Thursday, July 24, 2008

Rich? and Fish and Chips

I was sent a news story today about a girl who was made a ward of the court so that a judge could change her name from "Talula Does the Hula From Hawaii."  Are you fucking kidding me?  I may have a zany sense of humor, but even I think that just sucks.  Oh yeah, by the way, this happened in New Zealand.  I would have suspected California, but no.  I guess proximity to the Pacific makes you crazy?  Other names that were allowed in New Zealand: "Number 16 Bus Shelter."  Not allowed: "Fish and Chips" and "Sex Fruit."  Personally, I'll take being named Fish and Chips over a bus stop.  Maybe the kid was conceived there? [Must. Not. Make. Mom. Joke.  It hurts.]

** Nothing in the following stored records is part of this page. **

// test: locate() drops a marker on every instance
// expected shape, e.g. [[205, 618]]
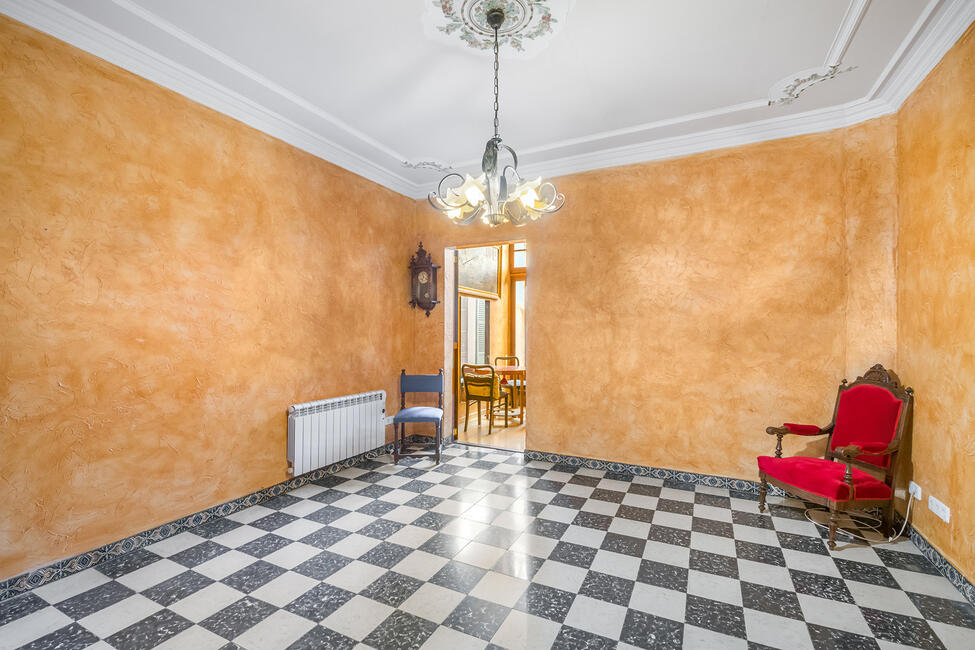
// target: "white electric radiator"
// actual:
[[329, 430]]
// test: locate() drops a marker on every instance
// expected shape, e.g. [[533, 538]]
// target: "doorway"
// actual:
[[489, 340]]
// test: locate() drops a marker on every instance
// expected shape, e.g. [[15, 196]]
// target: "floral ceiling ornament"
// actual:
[[528, 27], [499, 194]]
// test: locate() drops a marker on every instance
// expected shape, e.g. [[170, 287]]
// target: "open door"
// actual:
[[451, 344]]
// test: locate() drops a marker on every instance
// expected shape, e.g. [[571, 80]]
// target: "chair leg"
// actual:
[[832, 529], [439, 441], [396, 449]]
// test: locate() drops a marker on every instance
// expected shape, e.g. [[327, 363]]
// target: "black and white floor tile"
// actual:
[[490, 550]]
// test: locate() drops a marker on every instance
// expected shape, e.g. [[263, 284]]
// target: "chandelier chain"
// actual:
[[496, 123], [499, 195]]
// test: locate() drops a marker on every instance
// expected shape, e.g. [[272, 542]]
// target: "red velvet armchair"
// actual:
[[858, 470]]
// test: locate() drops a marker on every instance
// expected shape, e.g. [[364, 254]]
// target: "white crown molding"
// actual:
[[936, 31], [67, 25], [845, 32]]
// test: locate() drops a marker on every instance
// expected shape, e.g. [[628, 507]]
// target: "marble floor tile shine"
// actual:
[[492, 550]]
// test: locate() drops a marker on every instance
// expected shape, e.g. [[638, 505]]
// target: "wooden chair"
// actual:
[[418, 384], [482, 384], [869, 422], [518, 384]]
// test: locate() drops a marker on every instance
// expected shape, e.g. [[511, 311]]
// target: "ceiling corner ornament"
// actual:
[[528, 25], [787, 90], [499, 195], [427, 164]]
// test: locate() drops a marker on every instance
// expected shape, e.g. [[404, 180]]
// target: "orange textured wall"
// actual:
[[677, 308], [170, 281], [936, 293]]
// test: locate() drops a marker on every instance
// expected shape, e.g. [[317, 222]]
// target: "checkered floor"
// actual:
[[487, 550]]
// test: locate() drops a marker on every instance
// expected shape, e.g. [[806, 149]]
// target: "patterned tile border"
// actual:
[[737, 484], [953, 575], [26, 581]]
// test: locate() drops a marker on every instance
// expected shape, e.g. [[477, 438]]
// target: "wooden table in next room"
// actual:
[[511, 373]]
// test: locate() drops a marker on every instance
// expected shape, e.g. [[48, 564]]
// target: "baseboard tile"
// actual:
[[954, 576], [62, 568], [27, 581]]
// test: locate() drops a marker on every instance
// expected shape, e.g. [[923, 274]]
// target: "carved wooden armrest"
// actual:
[[794, 429], [849, 453]]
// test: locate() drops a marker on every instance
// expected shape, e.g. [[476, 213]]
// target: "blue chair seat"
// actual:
[[419, 414]]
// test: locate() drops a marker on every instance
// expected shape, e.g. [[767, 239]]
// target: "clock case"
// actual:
[[423, 295]]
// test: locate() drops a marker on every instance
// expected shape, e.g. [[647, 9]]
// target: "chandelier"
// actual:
[[499, 195]]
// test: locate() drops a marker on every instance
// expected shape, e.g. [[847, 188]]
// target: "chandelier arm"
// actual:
[[441, 195], [492, 200], [514, 157]]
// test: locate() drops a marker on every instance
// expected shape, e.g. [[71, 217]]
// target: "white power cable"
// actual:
[[865, 521]]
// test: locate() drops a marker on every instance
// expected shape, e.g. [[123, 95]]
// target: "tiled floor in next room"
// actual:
[[490, 549]]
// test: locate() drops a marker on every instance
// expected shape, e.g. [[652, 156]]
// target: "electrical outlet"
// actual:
[[914, 489], [939, 509]]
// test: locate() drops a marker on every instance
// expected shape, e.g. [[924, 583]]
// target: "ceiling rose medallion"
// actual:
[[499, 194], [527, 28]]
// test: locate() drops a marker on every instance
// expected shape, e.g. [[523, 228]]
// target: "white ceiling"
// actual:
[[358, 82]]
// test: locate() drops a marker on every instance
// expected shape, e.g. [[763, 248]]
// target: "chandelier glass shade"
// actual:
[[499, 194]]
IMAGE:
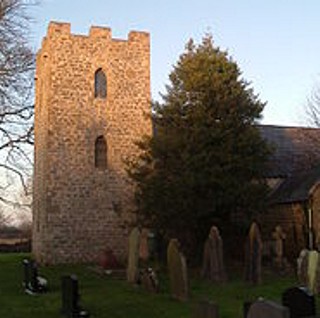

We have a wedding to go to next weekend, and I had to go downtown and buy a new suit today.  I'd been nursing my old one along for almost 10 years, it was time (Yes wife, you're right.).  So I headed down to Nordstrom and after various parking debacles--I really hate downtown Chicago in summer; tourists everywhere!--made it in and asked a sales guy for some help.  Sure thing, he said, and led me over towards the suit area.  As were walked he looked over at me and says, "Rich?"  I did a double take and realized I hadn't misheard him, and said, "What?"  Was he trying to ask how much I wanted to spend?  Did I look homeless?  Was he confused because I had on shorts and flip-flops but a nice watch?  Seriously?  "What?"
"Rich," he says, thrusting his hand towards me.  Oooohhhh.
"Bumdad."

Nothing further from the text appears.